Sovereignties of air: the new strategic landscape

The Guardian writes today of a “new strategic landscape” taking shape as long-range Russian bomber patrols cross over into “remote areas” of ungoverned ocean air, brushing up against the aerial terrain of 21st-century British sovereignty – England scrambles its jets, phone calls are made, the crisis is defused – and as newly affiliated militaries co-simulate and train, linking distant nations in strategy.

[Image: A Russian TU-95; the TU-95s were originally “designed as bombers but are now frequently used for maritime reconnaissance.” They have recently been intercepted in the north Atlantic].

“A burst of war games and military manoeuvres around the world hints at a new strategic landscape,” we read.
NATO is training in Sevastopol, for instance, a former Soviet sea port; Japan, Singapore, Australia, and the United States are hosting “war exercises” with India in the Bay of Bengal; China has constructed “an intelligence listening post on the Cocos Islands” in that same Bay of Bengal (a future flash point?), even while helping Pakistan and Bangladesh “build deep-water ports”; and, of course, “Russia and China held their largest ever war games in the Urals last month,” during which uniformed men and armed helicopters terrorized fake villages and filled empty architecture with smoke.
Stripped of ornament and devoid of decoration, such training sites are the military’s version of a Modernist utopia: eminently functional, purpose-built, a testing ground for new forms of management and planning, they are temporary cities built for and by war – destroyed just as quickly by the forces that assembled them.
Meanwhile, repurposed jets fly above summer coastlines, radioing back and forth with coordinates and suspicious greetings.
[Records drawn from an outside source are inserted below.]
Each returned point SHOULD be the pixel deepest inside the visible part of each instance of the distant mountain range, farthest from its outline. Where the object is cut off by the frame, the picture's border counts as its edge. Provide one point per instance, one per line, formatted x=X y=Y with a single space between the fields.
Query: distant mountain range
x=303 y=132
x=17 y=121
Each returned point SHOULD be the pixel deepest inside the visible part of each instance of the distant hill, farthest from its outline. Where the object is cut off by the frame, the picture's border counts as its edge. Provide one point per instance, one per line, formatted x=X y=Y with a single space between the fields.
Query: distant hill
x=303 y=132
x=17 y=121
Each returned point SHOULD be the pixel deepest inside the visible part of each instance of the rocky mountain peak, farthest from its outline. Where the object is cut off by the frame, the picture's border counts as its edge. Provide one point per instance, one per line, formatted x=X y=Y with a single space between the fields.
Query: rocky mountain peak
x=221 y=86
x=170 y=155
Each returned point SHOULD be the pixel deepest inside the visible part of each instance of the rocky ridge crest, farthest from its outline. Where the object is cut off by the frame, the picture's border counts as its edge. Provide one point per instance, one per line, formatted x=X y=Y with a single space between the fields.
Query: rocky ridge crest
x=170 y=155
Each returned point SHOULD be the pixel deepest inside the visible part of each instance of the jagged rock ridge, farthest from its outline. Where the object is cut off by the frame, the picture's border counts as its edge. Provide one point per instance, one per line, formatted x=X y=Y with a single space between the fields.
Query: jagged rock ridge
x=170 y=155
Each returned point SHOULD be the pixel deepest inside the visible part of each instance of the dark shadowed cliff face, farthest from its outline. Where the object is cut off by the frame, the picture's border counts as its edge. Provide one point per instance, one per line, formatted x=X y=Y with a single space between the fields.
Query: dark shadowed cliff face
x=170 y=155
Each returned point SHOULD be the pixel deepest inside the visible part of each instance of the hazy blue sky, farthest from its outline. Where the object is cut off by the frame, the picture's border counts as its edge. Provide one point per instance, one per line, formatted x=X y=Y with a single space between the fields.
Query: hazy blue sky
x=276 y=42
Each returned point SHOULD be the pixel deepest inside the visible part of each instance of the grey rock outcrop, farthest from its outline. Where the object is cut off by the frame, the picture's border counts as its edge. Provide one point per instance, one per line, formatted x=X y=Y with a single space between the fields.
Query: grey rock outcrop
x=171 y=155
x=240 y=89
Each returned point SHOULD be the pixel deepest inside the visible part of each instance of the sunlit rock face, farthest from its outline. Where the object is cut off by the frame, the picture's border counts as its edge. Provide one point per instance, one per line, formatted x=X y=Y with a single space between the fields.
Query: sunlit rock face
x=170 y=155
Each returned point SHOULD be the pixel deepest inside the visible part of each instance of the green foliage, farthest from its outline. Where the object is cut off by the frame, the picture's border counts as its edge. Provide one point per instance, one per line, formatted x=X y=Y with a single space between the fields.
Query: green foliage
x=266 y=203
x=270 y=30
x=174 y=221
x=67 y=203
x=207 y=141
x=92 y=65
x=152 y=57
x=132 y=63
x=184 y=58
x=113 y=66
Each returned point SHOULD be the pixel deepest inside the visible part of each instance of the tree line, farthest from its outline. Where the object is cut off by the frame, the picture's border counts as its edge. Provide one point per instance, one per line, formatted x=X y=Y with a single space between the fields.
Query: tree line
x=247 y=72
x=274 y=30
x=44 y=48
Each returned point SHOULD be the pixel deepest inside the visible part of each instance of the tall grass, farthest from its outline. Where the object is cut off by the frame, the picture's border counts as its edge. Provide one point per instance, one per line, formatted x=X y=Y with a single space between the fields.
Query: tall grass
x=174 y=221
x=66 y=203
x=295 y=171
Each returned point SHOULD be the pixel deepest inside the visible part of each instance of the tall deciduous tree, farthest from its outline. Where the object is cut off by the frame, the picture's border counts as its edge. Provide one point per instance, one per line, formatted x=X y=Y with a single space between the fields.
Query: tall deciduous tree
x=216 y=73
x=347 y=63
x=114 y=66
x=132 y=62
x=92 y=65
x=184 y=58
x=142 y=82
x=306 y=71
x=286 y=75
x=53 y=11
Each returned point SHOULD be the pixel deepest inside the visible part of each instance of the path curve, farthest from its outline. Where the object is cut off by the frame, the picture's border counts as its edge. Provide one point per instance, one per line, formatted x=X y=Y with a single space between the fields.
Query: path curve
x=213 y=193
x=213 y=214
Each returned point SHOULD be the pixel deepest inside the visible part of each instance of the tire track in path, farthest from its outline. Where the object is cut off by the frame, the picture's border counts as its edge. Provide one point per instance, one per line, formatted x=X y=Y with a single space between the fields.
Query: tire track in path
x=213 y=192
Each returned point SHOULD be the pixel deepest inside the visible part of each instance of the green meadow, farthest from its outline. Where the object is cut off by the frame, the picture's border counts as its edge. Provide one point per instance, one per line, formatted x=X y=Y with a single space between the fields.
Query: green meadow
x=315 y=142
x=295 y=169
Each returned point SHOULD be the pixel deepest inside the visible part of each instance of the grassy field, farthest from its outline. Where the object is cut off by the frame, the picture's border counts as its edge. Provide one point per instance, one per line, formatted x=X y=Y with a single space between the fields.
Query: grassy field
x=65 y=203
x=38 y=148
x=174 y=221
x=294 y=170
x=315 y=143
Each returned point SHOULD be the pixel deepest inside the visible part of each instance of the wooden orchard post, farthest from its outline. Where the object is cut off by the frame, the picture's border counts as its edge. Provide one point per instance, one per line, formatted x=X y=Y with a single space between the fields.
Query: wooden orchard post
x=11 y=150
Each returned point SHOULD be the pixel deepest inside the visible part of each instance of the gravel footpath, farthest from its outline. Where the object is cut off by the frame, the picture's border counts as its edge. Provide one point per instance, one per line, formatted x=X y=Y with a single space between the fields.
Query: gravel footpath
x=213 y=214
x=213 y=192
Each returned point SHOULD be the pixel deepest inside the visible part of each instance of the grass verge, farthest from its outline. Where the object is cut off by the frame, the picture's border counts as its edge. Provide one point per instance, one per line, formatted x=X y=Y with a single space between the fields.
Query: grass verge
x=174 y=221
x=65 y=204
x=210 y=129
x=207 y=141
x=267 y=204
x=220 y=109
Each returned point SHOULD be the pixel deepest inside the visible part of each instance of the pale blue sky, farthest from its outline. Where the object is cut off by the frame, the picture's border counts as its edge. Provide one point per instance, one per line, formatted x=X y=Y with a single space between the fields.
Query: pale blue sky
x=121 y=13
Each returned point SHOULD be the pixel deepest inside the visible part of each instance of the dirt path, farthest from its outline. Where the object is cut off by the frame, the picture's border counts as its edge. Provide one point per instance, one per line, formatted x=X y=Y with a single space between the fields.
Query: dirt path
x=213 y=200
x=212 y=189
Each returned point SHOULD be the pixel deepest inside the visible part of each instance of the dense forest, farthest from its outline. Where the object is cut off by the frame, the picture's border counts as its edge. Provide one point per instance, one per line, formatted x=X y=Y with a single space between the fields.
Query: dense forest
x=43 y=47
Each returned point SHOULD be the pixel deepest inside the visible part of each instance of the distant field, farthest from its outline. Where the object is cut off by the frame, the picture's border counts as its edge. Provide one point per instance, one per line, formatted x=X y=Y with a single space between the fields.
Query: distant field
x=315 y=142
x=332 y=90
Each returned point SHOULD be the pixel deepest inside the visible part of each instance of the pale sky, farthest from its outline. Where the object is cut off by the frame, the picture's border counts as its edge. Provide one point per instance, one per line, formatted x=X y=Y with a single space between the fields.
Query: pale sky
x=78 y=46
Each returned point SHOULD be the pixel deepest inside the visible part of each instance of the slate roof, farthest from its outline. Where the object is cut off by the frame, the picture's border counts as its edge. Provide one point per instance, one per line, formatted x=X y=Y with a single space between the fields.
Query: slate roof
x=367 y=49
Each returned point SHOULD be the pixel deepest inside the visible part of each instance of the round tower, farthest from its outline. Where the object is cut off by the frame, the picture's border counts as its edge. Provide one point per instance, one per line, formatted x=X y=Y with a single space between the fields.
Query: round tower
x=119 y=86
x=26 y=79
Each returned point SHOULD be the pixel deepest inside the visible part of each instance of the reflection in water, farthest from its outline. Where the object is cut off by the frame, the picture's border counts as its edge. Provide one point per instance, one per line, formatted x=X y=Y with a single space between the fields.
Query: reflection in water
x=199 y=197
4 thoughts on “Sovereignties of air: the new strategic landscape”

  1. It’s kind of like how the Olympics aren’t really about the games at all, but infrastructure and urban marketability, sports just being an entertaining by-product.

    or how facebook isn’t really about social networking, but is actually just a tool for data mining.
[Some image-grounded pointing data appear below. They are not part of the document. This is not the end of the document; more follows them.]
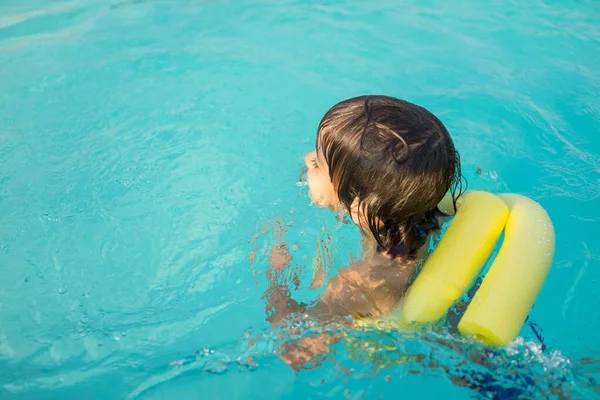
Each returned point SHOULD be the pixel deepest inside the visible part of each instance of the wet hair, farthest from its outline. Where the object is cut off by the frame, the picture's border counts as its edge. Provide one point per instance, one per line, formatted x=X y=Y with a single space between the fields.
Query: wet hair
x=399 y=160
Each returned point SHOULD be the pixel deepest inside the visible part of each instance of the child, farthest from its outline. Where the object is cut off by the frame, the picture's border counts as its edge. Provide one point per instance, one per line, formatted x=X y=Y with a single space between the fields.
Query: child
x=388 y=163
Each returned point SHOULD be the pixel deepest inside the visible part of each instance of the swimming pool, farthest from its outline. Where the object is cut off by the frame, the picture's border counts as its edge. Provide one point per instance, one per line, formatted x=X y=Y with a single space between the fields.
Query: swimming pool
x=144 y=144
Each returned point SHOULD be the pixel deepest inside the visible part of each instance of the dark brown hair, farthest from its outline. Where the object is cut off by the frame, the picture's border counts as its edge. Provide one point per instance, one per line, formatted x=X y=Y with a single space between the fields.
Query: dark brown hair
x=398 y=159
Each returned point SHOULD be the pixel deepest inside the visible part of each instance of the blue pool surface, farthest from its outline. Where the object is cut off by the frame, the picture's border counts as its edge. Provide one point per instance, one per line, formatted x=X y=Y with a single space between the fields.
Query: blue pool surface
x=146 y=147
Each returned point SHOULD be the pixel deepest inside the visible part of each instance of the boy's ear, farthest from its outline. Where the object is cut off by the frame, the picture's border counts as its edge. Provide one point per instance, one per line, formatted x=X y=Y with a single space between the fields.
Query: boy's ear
x=357 y=212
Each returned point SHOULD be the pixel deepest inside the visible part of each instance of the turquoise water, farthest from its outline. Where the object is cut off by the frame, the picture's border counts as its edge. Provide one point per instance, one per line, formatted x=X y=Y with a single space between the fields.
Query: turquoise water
x=144 y=144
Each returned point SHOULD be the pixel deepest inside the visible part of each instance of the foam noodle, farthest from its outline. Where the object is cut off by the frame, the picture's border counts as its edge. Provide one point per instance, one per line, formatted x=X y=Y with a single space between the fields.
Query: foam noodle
x=458 y=258
x=500 y=306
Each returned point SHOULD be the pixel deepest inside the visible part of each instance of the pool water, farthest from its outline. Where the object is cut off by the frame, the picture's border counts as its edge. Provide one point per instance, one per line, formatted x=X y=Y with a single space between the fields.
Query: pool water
x=147 y=148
    I read today, in Forum Magazine (a PACOM publication) that in late 2006, the US and PRC completed a number of joint maritime exercises aimed at “advancing common objectives” and “increasing air and maritime safety”.

    and yet it also seems that the PRC is intent on hacking the pentagon?

    seems like maybe all these hot and cold wars are just an entertaining by-product of the ongoing advancement of a global military-industrial complex.

    -The AP.

  2. Hi Geoff
    I wanted to send you a press release, but since you do not publish an email address, I’ll do it this way: have you seen MIMOA yet? a new website on Modern Architecture in Europe that provides exactly the information you need to find and visit objects – in real life. http://www.mimoa.eu Developed over the past 6 months, it will officially launch next week, with a growing number of active contributors, projects etc.
    Let us know what you think!
    Best,
    N

  3. a) Some of the hard-right blogs I visit that you would THINK would be playing up the Russian menace are instead dismissing it, citing Russia’s totally destroyed economy. These bomber moves are seen as empty chest pounding, similar to Putin’s beefcake photo shoots.

    b) Have you seen the speculation that those missiles were actually being moved to the staging point for middle east equipment shipment? Perhaps this was intended to leak, in order to imply that nuclear weapons were being sent toward Iran.